Back on January 1, I made several resolutions for this year. For the most part, I've been successful in keeping them, as well as coming up with new ones that I've managed to stick to. However, one of them stands out in my mind more than the others...
Find a Wii U and hack it.
Little did I expect that in 2024, I would end up needing a new office chair, a new bed, and $1700-$2500 worth of repairs to the car. I wasn't sure how I would get to the only used game store in town to see if they had a Wii U in stock last year, and now I can't even start my car. I couldn't get down there at all, let alone pay them what they want for the thing, assuming they have one at all. As it turns out, you can't get Wii U's from the internet because sellers are still asking launch-day prices for them. I mean, I could probably get one from Craigslist with a horribly scratched-up Gamepad and a weird smell coming from the disc drive, but I'm going to say at this point that I'm not going to be able to keep that resolution. 12 months of time turned into 1 month of time and I just can't make that work.
I still want to play games on the TV though. Since only 1 of my computers can play Nintendo 64 games adequately, and it's previously occupied being my studio computer, I've decided to look into jailbreaking my standard Wii, instead. Ever since that unfortunate business in 2013, it spent about 10 years just sitting there on top of my DVD player until I finally put it away earlier this year. Actually, that's not entirely accurate—from about late 2018 to mid-2019, I had started playing it again; but when I replaced my old CRT TV with a new LED one, I found that the analogue connection wasn't able to play games adequately. There was so much latency, buttonpresses would get lost because the screen wouldn't update fast enough. Fortunately, the new TV could accept a VGA cable, so I could carry on playing NES, Super NES, and N64 on my Windows XP laptop. So, actually, the Wii was only sitting there disused for 5 years, not 10.

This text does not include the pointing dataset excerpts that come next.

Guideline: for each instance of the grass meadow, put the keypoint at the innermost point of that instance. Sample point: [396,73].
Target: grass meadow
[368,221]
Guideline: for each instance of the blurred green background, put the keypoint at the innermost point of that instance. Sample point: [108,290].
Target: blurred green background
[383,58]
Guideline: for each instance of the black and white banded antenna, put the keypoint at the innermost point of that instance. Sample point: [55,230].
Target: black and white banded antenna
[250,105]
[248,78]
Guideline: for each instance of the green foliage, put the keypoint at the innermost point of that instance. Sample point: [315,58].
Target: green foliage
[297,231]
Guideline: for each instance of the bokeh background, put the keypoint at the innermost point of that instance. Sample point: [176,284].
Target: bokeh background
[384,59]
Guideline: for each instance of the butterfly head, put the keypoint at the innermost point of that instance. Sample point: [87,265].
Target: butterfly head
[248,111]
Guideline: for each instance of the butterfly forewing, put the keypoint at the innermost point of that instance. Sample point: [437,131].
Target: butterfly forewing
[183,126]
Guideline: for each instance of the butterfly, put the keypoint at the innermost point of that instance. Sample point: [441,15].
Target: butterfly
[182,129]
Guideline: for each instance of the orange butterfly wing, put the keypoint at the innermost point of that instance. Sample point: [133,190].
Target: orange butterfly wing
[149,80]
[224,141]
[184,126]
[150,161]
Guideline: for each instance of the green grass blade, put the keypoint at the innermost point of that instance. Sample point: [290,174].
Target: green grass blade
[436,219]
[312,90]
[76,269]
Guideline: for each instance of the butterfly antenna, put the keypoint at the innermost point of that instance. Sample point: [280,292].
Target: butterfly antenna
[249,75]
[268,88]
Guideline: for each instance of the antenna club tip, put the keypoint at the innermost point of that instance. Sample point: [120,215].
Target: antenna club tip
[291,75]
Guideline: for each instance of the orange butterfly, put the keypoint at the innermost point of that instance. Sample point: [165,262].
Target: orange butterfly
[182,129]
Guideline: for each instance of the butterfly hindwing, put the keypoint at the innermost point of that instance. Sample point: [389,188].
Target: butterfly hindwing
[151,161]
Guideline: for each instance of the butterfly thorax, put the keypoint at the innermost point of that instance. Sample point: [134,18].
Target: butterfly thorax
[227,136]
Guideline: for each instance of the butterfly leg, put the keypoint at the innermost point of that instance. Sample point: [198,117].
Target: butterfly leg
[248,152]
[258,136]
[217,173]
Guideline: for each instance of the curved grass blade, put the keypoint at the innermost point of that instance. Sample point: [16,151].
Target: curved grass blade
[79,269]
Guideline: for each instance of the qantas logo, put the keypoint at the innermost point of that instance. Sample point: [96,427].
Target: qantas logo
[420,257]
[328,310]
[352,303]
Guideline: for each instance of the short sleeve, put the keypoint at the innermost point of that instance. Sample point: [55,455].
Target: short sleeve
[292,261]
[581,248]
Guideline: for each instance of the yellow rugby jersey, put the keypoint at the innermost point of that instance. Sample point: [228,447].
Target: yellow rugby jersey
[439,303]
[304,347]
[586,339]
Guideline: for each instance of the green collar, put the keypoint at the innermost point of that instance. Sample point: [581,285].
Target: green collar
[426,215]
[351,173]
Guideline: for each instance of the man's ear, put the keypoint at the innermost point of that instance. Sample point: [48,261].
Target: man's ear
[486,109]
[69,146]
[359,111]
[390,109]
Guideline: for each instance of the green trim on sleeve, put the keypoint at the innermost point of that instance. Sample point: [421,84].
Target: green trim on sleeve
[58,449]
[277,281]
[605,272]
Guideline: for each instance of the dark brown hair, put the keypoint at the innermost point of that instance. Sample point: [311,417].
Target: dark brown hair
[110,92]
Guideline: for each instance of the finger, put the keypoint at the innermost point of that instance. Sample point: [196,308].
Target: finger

I got it back out about an hour ago, thinking that maybe, since I have a new new TV now, I wouldn't have the same latency problem and I could use my Wii as an emulation machine instead of holding out for a Wii U. Unfortunately, something has happened in the amount of time it was left standing there alone. Once I was able to coax it into starting up, I found that the colours were being processed much darker than normal, as though something has gone wrong with the GPU. More likely, it's the cable; I'll have to test it in my old CRT to make sure. Fortunately, even though the picture was dark, I could see well enough to test the picture for analogue latency; there isn't any! So, assuming all I need is a new AV cable, I can carry on with the jailbreak and get N64 games back onto my TV for the first time since 2019. I just hope I won't need the disc drive for anything, because it made the most terrible grinding sounds when I started it back up. Of course, this is a launch-day Wii; in computer years, it's 90, plus it spent much of its middle-age sitting around doing nothing.
I hope it's the cable, not the AV Out port. I can reasonably assume it's one of these because the Wii outputs video and audio through the same port and the first 2 times I started it up, it produced neither picture nor sound. If it's the port, well, that's also where an HDMI adapter would plug in, so the problem would continue in spite of it. That also means I would need to throw the console away, because I have no way of getting it to a repair shop and, even if I could, it would be more cost-effective to simply replace the thing anyway. But, here I am, always planning for failure! I don't think that made it onto my resolutions list: "Try planning for success instead of constantly anticipating failure." It should have been.